ICBC reinvents itself to fend off e-rivals

China’s state-owned banking titans, although still regarded as profit machines, have to bid farewell to their halcyon days of easy profit as they confront a whole new set of challenges ranging from the sweeping impact of internet finance and the country’s moderate economic growth to the looming interest rate reform.

Figures from industry watchdog China Banking Regulatory Commission show that the market share of major state-owned banks has declined from 52 percent in 2008 to 40 percent as of last year.

Top lender Industrial and Commercial Bank of China (ICBC, 01398.HK, 601398.CN) is not beyond all these woes, despite its assets exceeding 20 trillion yuan (US$3.265 trillion). Some analysts have warned it may not achieve a double-digit net profit growth for 2013. 

In an apparent attempt to calm market concerns, the bank is preparing to undertake the most comprehensive organizational reshuffle since its initial public offerings in 2006. 

ICBC has been hemming and hawing over the restructuring scheme for most of the past two years. It’s not just because of strong objections from some branches and departments which are apparently unwilling to surrender their vested interests. The bank’s new president, Yi Huiman {易會滿}, is also concerned that the revamp, if not meticulously planned, could turn out to be superficial and therefore useless.

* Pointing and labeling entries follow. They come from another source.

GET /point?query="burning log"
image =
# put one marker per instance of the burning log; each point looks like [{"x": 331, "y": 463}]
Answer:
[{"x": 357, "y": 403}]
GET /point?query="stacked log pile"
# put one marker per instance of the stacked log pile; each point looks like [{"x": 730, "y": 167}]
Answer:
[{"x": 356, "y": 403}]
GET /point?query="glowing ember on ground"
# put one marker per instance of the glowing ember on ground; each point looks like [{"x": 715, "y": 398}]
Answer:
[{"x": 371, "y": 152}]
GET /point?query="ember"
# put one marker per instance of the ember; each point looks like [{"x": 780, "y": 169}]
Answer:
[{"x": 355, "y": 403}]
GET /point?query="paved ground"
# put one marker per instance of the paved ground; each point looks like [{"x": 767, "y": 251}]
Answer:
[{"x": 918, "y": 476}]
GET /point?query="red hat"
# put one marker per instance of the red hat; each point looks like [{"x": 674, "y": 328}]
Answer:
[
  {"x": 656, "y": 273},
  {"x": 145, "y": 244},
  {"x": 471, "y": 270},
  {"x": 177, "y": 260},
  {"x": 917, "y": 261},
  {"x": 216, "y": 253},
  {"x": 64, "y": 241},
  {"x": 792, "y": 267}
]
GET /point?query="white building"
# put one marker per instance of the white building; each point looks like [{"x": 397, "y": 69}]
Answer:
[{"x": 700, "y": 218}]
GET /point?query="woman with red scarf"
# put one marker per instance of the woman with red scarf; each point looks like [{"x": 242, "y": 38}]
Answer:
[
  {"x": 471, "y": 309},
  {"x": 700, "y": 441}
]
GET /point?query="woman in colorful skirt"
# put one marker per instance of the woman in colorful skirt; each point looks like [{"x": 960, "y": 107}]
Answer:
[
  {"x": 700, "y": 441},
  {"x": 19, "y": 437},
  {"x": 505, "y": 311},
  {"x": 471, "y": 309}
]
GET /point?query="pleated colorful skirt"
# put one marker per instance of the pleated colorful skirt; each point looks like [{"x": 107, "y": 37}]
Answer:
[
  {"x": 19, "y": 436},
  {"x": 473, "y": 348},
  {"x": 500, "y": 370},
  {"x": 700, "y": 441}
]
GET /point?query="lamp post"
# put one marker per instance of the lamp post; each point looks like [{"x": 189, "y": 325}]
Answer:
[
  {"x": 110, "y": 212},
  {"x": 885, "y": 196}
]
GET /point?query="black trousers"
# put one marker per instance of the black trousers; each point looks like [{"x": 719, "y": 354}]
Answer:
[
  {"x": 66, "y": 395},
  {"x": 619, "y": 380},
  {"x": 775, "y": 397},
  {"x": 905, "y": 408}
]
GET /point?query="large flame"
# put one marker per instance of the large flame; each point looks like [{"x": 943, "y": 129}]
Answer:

But Beijing-based Caijing Magazine reports that ICBC has finalized the restructuring blueprint, and many of the initiatives will be put in place in the bank’s 47 units and 400,000 employees in the second quarter this year.

The first issue to address is rejuvenating its vast network, with the aim of effectively integrating online and offline offerings to prevent e-rivals from chipping away at its 400 million clients.

A dedicated department directly under the bank’s top management will be established to expand its reach into clients. Caijing says the department will be responsible for site selection for new branches and e-banking centers across the nation. Some underperforming sub-branches will be shut down or turned into automated banking centers.

Its existing 20,000 outlets will also be fitted out with diversified layouts that suit different business categories such as corporate, retail and wealth management — more counters will be added for general banking services while private and cozy suites will be dedicated for VIP customers.

It has also come up with a new smartphone application in an attempt to reach out to younger, on-the-go customers. 

The app incorporates virtually all the services it offers for individual clients including loan application, pension management and various capital and fund investment offerings that previously could only be processed through the bank’s brick-and-mortar network. A client only needs to make a one-time visit to an ICBC branch to open an account, after which all of the bank’s services can be fully accessed via the app, a senior bank executive was quoted as saying.

Securing licenses for its trust and futures business is another key objective as the bank endeavors to become an all-round financial conglomerate.

ICBC currently has four non-banking entities —  ICBC Financial Leasing; ICBC International Holdings, an investment banking platform based in Hong Kong; ICBCCS {工銀瑞信}, a joint venture fund management firm with Credit Suisse; and ICBC-AXA Life, an insurance company formed with AXA and China Minmetals Corp.

Since China’s banking regulator still keeps a tight rein on the trust and futures sector, ICBC is likely to make a backdoor entry by acquiring some existing companies to get a license for the business. 

It is also said that in an effort to keep these separate entities free from intervention from ICBC’s dominant banking business, a non-banking sub-committee under the ICBC board will be set up to supervise and coordinate related operations.

Streamlining credit and risk control procedures is also an important item in the reform package. Regional ICBC branches with sound credit control record, such as those in Shanghai, Guangdong, Zhejiang and Jiangsu, will be given higher autonomy in issuing loans and trialing new products.